Pharmaceutical giants Pfizer and Allergan are reportedly nearing a blockbuster deal that could be announced as soon as this week. But the economics of the deal, valued at up to $150 billion, could be less lucrative under new U.S. Treasury Department rules designed to diminish the financial benefits of cross-border transactions.
Pfizer has been searching since last year for a takeover that would allow it to shift its headquarters from New York to a tax-friendly jurisdiction. Its record-setting $101 billion bid to acquire London-based AstraZeneca ultimately failed, but set off a wave of copycat transactions across the pharmaceutical sector and other industries.
Allergan, formerly headquartered in California, is now a Dublin-based entity following its March acquisition by Actavis.
“An acquisition of Allergan by Pfizer makes sense,” said Maxim Jacobs, an analyst at Edison Investment Research. “Pfizer desperately needs a large acquisition and the resulting synergies to reinvigorate its tepid earnings growth rate. Also, Allergan would help Pfizer escape the uncompetitive U.S. corporate tax rate, which has led company after company to domicile away from its shores.”
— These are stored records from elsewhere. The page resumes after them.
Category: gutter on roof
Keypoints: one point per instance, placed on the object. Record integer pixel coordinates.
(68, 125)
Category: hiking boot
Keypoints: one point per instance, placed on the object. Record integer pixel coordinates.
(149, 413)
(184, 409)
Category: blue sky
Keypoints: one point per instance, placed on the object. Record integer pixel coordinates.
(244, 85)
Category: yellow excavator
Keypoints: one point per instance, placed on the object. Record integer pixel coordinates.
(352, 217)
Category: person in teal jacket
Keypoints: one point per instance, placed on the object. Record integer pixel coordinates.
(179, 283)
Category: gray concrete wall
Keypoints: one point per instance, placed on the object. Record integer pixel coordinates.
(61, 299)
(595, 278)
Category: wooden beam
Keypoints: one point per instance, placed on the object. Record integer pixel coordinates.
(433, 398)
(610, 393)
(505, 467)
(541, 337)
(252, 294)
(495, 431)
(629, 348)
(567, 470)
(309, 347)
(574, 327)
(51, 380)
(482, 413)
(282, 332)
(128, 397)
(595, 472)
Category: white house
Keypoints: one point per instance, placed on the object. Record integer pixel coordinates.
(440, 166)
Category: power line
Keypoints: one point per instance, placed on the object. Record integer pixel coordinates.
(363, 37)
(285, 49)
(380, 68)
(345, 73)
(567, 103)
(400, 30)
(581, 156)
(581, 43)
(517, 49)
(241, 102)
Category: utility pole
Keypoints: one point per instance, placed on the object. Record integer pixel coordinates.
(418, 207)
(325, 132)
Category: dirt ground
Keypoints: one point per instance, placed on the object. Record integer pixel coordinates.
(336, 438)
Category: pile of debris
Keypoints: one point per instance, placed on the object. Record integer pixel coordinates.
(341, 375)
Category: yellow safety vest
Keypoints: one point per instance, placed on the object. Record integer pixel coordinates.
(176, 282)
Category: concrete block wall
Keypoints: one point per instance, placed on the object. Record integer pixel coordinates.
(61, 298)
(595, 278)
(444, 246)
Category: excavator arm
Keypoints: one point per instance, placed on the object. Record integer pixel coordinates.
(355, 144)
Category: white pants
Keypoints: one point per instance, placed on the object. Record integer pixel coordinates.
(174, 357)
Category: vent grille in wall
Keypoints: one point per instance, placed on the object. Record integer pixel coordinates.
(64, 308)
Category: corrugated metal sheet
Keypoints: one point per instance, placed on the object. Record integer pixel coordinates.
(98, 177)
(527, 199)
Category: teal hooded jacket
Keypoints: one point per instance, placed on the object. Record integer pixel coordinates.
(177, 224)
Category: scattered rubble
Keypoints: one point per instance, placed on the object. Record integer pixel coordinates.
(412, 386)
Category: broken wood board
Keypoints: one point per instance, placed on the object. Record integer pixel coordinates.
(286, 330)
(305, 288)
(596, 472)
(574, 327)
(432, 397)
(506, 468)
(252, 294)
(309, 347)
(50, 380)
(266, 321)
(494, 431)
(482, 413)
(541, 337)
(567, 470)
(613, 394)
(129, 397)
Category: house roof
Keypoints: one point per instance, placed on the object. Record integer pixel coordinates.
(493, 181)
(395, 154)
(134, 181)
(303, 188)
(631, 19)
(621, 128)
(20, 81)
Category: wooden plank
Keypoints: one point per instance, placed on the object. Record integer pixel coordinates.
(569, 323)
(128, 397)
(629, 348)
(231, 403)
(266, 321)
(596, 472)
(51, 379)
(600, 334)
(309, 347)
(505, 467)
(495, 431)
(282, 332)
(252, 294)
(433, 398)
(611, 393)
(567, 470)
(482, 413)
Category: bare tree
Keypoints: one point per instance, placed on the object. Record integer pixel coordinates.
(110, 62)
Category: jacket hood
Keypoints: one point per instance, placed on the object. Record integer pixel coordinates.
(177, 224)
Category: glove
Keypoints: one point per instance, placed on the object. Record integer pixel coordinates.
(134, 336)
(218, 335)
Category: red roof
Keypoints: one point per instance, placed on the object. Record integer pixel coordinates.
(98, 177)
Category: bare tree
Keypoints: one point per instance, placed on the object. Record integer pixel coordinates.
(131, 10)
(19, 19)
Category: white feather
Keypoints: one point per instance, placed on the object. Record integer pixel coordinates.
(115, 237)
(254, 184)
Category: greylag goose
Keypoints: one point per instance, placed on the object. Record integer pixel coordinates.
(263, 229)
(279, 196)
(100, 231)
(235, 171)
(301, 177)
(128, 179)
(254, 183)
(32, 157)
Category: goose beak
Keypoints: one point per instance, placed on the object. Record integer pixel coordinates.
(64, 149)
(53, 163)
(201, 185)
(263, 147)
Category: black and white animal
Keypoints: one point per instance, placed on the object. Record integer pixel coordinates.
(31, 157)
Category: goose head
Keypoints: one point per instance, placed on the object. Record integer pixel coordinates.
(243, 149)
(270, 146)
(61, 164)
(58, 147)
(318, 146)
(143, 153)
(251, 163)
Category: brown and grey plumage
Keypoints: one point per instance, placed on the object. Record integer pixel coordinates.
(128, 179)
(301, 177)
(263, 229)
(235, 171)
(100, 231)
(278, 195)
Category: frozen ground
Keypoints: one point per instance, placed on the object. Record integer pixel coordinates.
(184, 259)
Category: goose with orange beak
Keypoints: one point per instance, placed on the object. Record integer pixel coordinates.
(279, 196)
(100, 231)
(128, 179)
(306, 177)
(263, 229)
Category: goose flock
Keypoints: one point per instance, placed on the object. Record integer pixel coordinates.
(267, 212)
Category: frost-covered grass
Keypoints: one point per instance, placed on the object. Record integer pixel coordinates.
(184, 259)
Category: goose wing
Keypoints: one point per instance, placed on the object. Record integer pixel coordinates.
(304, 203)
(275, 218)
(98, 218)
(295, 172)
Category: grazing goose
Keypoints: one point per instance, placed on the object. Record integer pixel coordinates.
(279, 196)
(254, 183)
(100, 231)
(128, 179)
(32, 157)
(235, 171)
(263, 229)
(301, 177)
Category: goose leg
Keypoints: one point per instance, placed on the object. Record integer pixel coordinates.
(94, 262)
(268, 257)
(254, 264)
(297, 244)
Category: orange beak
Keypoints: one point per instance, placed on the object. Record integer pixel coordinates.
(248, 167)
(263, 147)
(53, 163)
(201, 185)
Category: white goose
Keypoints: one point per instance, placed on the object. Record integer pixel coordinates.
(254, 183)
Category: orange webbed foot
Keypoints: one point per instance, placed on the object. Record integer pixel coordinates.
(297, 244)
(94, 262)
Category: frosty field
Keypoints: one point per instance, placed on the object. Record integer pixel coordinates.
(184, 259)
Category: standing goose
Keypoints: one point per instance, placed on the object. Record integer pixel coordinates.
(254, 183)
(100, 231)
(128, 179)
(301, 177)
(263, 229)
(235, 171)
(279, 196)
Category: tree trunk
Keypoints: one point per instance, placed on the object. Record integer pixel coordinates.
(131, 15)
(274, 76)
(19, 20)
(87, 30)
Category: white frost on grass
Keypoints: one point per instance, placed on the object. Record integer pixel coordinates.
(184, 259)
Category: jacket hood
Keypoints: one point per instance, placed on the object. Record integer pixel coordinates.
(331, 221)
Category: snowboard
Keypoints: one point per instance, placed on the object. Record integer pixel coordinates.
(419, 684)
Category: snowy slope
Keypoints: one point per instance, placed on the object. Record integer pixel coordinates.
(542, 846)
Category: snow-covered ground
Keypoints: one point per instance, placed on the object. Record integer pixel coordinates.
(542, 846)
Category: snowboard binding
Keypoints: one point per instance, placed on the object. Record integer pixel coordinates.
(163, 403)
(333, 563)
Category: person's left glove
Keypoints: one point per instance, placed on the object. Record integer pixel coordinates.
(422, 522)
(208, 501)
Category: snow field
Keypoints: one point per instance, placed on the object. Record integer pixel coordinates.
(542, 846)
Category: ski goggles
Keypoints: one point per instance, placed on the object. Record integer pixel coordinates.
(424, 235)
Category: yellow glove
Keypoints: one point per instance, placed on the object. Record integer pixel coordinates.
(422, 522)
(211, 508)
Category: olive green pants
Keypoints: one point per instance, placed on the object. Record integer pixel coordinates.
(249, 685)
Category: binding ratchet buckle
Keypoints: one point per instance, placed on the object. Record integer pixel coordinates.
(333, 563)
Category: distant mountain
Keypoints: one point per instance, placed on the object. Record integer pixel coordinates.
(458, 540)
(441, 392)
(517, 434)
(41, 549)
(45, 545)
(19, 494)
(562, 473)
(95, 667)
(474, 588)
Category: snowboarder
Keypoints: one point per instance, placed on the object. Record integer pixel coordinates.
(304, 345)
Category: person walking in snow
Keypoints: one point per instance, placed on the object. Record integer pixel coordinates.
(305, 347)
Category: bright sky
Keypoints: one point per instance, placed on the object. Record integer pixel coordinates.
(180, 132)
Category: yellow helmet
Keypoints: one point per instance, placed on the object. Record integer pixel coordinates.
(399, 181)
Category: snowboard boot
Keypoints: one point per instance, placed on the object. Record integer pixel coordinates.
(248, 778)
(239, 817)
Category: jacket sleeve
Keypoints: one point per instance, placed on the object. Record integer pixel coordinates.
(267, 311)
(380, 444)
The so-called tax-inversion strategies have been in the crosshairs of the Obama administration and some members of Congress.
Treasury Secretary Jacob Lew last week introduced new rules that would limit the financial benefits of such deals, although the agency doesn't have the power to prevent them. Nevertheless, the rules reduce the tax incentives for an inversion and make it more difficult for a U.S. company to qualify for one.
Rep. Mark Pocan (D-Wis.) this month introduced two bills that would put more teeth into preventing tax-inversion deals. One bill would prevent companies from deferring taxes on foreign profits, while the other targets “earnings stripping,” or the practice of moving profits to lower-tax jurisdictions.